In particular, your question concerns the interpretation of subsection 402.1(5) of the Regulations, which deems a partnership to be a corporation for the purposes of that section. In the hypothetical situation outlined in the question, a partnership is the legal employer, with Corp 1 having a 30% partnership interest, and Corp 2 having a 70% partnership interest. The corporation for which the services are performed (the “benefiting corporation”) is not a member of the partnership.
Our comments
The purpose of the central paymaster rules in section 402.1 of the Regulations is to allocate the salaries and wages paid by the employer for services provided to a non-arm’s-length benefiting corporation.
Subsection 402.1(1) of the Regulations applies in a situation where an individual (the “employee”) is employed by a person (the “employer”) and performs a service in a particular province for the benefit of the benefiting corporation.
Subsection 402.1(5) deems a partnership to be a corporation for the purposes of the central paymaster rules. For the purposes of the Income Tax Act, subsection 248(1) defines “person” to include a corporation. Pursuant to section 16 of the Interpretation Act, this definition also applies to the Regulations. Therefore, where the employer is a partnership, the partnership is a person for the purposes of subsection 402.1(1). As a result, the rules in section 402.1 will apply such that the salary or wages earned by an employee of a partnership for the performance of services in a particular province for a benefiting corporation are deemed to be salary or wages paid by the benefiting corporation to an employee of its permanent establishments in the province if the benefiting corporation and the partnership do not deal at arm’s length and the benefiting corporation has a permanent establishment in the province.
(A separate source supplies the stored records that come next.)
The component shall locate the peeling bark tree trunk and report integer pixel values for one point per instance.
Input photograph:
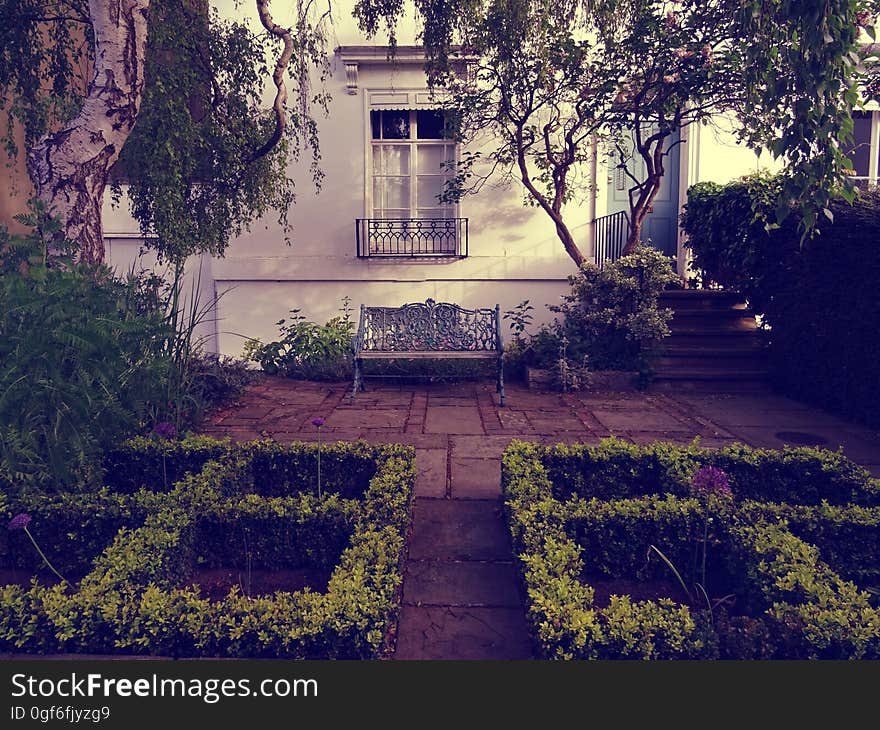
(69, 167)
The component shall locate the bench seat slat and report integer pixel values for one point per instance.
(427, 354)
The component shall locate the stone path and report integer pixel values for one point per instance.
(461, 597)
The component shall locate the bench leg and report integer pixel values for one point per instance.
(357, 378)
(500, 386)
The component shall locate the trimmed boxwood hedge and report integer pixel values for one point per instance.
(571, 507)
(135, 599)
(819, 296)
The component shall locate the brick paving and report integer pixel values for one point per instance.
(461, 598)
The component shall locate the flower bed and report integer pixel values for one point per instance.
(589, 522)
(255, 507)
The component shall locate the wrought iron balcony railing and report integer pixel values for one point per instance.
(609, 237)
(411, 237)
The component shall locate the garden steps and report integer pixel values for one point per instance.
(714, 344)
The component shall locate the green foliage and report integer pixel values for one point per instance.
(611, 314)
(823, 345)
(636, 72)
(77, 362)
(87, 360)
(520, 318)
(158, 464)
(788, 602)
(307, 350)
(192, 180)
(191, 164)
(136, 599)
(215, 380)
(619, 470)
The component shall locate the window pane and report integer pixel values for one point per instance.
(423, 213)
(391, 192)
(430, 124)
(390, 214)
(432, 158)
(392, 160)
(860, 151)
(429, 187)
(395, 124)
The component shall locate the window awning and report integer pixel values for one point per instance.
(404, 100)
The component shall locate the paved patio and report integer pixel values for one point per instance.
(461, 598)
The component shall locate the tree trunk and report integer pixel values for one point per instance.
(569, 244)
(639, 212)
(69, 167)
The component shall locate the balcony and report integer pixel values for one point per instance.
(411, 238)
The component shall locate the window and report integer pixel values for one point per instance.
(859, 150)
(410, 156)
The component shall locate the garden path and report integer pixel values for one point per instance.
(461, 599)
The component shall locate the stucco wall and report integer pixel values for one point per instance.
(514, 253)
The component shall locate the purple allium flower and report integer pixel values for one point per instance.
(20, 522)
(165, 430)
(710, 480)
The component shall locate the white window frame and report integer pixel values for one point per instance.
(412, 143)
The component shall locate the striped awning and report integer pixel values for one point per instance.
(404, 100)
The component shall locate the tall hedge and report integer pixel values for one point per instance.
(820, 300)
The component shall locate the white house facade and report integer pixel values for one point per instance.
(377, 234)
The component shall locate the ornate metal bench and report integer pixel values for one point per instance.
(433, 330)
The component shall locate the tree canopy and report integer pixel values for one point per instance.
(203, 157)
(549, 77)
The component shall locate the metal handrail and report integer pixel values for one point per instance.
(609, 236)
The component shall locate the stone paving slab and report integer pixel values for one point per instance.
(459, 547)
(452, 529)
(645, 419)
(431, 476)
(453, 419)
(460, 583)
(484, 447)
(476, 478)
(452, 632)
(366, 419)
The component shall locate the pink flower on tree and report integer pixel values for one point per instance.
(710, 480)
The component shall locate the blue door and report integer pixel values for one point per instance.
(660, 228)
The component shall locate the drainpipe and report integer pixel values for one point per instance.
(591, 204)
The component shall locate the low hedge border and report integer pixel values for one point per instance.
(133, 601)
(809, 610)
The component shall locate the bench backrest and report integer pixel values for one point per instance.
(429, 327)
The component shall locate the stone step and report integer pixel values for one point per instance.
(701, 299)
(687, 325)
(674, 385)
(704, 359)
(714, 340)
(720, 377)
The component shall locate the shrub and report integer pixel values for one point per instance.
(819, 300)
(306, 349)
(136, 598)
(75, 368)
(610, 320)
(797, 606)
(88, 359)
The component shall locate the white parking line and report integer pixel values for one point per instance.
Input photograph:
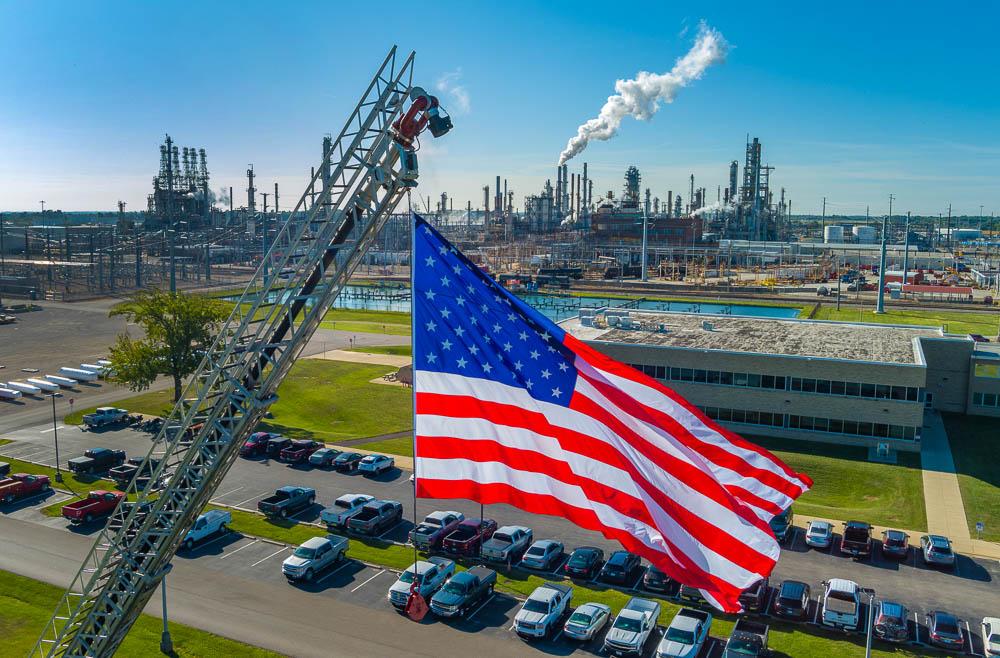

In addition, under subsection 402.1(3) of the Regulations, the amount of salaries and wages paid in a taxation year by the partnership employer that is deemed to be paid by the benefiting corporation is deducted from the partnership employer’s salaries and wages paid in the taxation year. In that regard, in a situation such as the one in your inquiry, the amount of the salaries and wages deemed to be paid by the benefiting corporation would not be included in the amount of the salaries and wages paid by the partnership employer. As a result, for the purposes of subsection 402(6), the salaries and wages paid that are allocated to the members of the partnership (Corp 1 and Corp 2) would not include the salaries and wages paid that are deemed by subsection 402.1(3) to be paid by the benefiting corporation.
For your information, unless exempted, a copy of this memorandum will be severed using the Access to Information Act criteria and placed in the Canada Revenue Agency’s electronic library. A severed copy will also be distributed to the commercial tax publishers, following a 90-day waiting period (unless advised otherwise), for inclusion in their databases. The severing process will remove all material that is not subject to disclosure, including information that could disclose the identity of the taxpayer. Should the taxpayer request a copy of this memorandum, they may request a severed copy using the Privacy Act criteria, which does not remove taxpayer identity. Requests for this version should be e-mailed to: ITRACCESSG@cra-arc.gc.ca.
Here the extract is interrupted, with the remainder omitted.